My experiments when the spatial extent is small work well, but I run into trouble when the bounds of the input image increase.
My current task, for example, looks at taking around 200 Sentinel 2 tiles and creating a cog. I’m using odc-stac for this, and my load and process would look something like:
ds_odc = stac.load(
items,
crs=crs,
nodata=0,
bands=('height',),
chunks={'time': 1, 'x': 2048, 'y': 2048}
)
mos = ds_odc['height'].max("time").astype('uint8')
fut = odc.geo.cog.save_cog_with_dask(mos,
out_cogname,
compression="LZW")
fut.compute()
I run this on a PBS cluster via from dask_jobqueue import PBSCluster
. I would typically have access to say 20 workers, and could request around 16gb of memory for each one.
when the number of items is small, then this whips through nicely. When the number of items increases, it takes a long time before processing starts, and I get that common message about the size of the graph.
One massive cog at the end is probably not actually such a good idea, so I have experimented a little bit by creating smaller, non-overlapping geoboxes, and the looping through each geobox to create a number of individual cogs.
This works ok, but seems suboptimal to loop serially through a list of geoboxes. There is significant wasted time between the creation of one cog and the start of computation for the next one.

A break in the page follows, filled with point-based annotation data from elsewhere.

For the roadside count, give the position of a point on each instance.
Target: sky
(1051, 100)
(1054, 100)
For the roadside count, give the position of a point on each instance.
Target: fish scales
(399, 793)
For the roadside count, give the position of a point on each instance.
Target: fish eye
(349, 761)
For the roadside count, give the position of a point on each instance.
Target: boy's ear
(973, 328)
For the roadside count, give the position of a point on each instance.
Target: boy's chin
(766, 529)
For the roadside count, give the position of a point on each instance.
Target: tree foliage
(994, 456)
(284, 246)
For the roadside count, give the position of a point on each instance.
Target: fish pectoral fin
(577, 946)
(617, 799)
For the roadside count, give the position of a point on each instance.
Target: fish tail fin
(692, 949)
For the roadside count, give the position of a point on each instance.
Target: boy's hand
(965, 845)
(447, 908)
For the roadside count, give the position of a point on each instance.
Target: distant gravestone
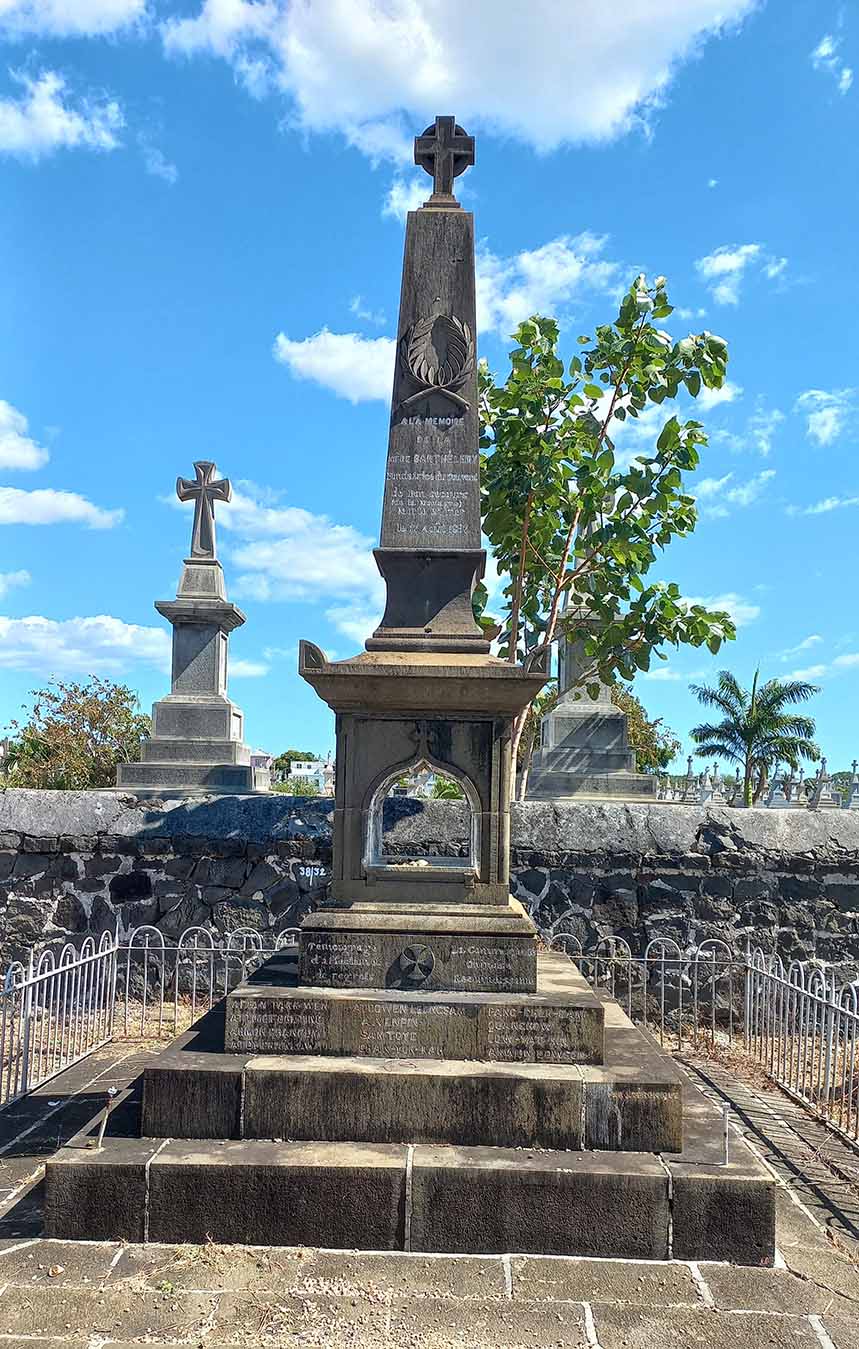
(777, 797)
(196, 743)
(823, 796)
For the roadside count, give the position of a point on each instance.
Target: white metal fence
(796, 1021)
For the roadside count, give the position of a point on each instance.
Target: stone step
(193, 777)
(561, 1023)
(162, 750)
(190, 1093)
(389, 1197)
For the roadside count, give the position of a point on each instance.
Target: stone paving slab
(451, 1302)
(275, 1318)
(57, 1261)
(557, 1278)
(844, 1334)
(119, 1313)
(432, 1324)
(738, 1287)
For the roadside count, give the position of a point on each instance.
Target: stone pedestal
(197, 733)
(584, 746)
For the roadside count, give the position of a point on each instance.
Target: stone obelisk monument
(426, 692)
(196, 743)
(425, 1081)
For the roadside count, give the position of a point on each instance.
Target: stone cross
(204, 493)
(444, 151)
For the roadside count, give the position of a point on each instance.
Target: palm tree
(755, 730)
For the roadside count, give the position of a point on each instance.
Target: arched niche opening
(399, 841)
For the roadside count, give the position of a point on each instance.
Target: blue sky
(201, 221)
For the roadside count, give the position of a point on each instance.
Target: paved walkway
(95, 1294)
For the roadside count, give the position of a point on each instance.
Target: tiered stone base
(421, 1154)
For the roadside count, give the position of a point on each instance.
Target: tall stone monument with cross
(197, 733)
(426, 692)
(418, 1077)
(584, 748)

I was wondering if anyone had any tips on how best to manage large workflows where the result is either a number of cogs, or even a single large cog, without running into trouble with large graphs.
Would love to hear some tips. Perhaps the results could be collated as well, since I’m sure that this is a pretty common situation (hence why we use dask). Also pointers to example notebooks would be helpful; I know people create large cloud free mosaics for example, but I struggled to find example code for this.